Digital ontology and pancomputationalism are also independent positions. In particular, John Wheeler advocated the former but was silent about the latter; see the quote in the preceding section.

On the other hand, pancomputationalists like Lloyd (2006), who models the universe as a quantum computer, can still maintain an analogue or hybrid ontology; and informational ontologists like Sayre and Floridi embrace neither a digital ontology nor a pancomputationalist position.[17]

Computational foundations

Turing machines

Theoretical computer science is founded on the Turing machine, an imaginary computing machine first described by Alan Turing in 1936. While mechanically simple, the Church-Turing thesis implies that a Turing machine can solve any "reasonable" problem. (In theoretical computer science, a problem is considered "solvable" if it can be solved in principle, namely in finite time, which is not necessarily a finite time that is of any value to humans.) A Turing machine therefore sets the practical "upper bound" on computational power, apart from the possibilities afforded by hypothetical hypercomputers.

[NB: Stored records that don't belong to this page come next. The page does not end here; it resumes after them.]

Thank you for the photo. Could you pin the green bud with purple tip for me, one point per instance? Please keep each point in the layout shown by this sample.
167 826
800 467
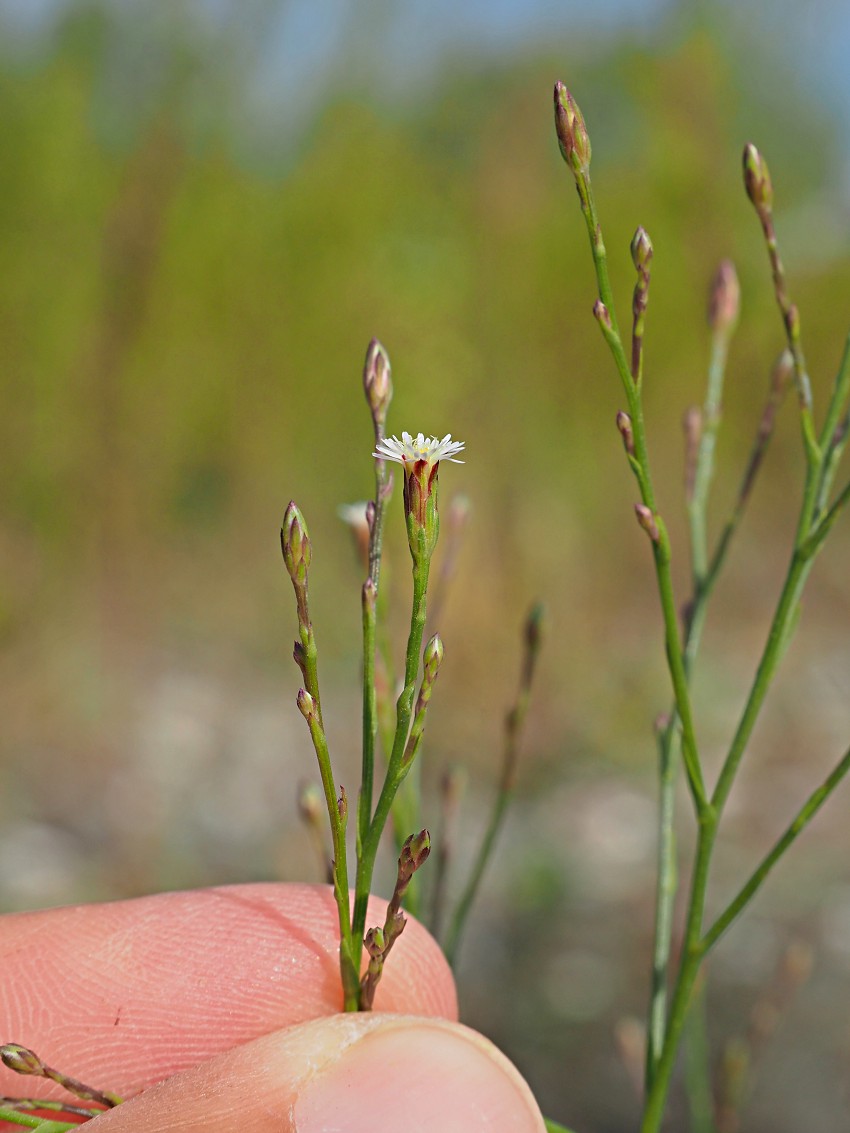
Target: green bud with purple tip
306 705
572 136
295 544
646 519
432 658
642 249
377 382
757 179
20 1059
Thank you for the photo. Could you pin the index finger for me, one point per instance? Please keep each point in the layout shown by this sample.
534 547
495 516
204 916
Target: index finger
122 995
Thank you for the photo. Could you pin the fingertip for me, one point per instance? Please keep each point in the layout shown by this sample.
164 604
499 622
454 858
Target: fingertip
355 1072
421 1075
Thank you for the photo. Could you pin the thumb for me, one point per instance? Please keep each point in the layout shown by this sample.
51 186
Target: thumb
349 1073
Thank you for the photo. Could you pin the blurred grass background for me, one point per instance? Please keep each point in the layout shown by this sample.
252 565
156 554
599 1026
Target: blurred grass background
206 210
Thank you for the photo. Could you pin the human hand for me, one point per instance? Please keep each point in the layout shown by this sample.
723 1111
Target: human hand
220 1008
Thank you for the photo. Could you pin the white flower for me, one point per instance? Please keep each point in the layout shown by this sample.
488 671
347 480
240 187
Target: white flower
414 450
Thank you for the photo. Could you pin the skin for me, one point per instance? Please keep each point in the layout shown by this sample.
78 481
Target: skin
220 1008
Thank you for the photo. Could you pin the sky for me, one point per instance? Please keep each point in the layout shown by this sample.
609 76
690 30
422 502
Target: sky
299 37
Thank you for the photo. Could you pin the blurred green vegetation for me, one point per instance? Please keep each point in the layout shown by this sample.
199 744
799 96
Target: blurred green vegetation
183 337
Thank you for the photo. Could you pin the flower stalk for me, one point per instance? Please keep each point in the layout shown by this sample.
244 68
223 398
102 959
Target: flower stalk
666 1023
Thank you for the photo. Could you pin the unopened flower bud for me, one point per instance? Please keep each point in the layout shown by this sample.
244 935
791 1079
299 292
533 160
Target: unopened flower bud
792 321
377 381
647 521
757 179
375 942
623 424
306 704
295 544
642 249
20 1059
602 315
357 518
572 136
414 852
432 658
724 298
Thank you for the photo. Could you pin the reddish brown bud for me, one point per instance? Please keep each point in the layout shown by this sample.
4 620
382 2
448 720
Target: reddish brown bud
377 381
757 179
724 298
623 424
295 544
306 705
602 315
572 136
642 249
22 1059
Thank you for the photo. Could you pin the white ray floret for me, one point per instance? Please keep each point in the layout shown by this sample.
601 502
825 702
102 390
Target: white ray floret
411 450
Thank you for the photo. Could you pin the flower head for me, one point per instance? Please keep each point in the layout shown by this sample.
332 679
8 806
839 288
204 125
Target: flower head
410 451
419 457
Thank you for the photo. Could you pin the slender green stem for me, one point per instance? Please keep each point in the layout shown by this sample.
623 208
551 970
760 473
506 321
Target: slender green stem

Wolfram's principle of computational equivalence powerfully motivates the digital approach. This principle, if correct, means that everything can be computed by one essentially simple machine, the realization of a cellular automaton. This is one way of fulfilling a traditional goal of physics: finding simple laws and mechanisms for all of nature.

Digital physics is falsifiable in that a less powerful class of computers cannot simulate a more powerful class. Therefore, if our universe is a gigantic simulation, that simulation is being run on a computer at least as powerful as a Turing machine. If humans succeed in building a hypercomputer, then a Turing machine cannot have the power required to simulate the universe. Hence, progress in quantum computation may have implications for all of physical theory, including cosmology.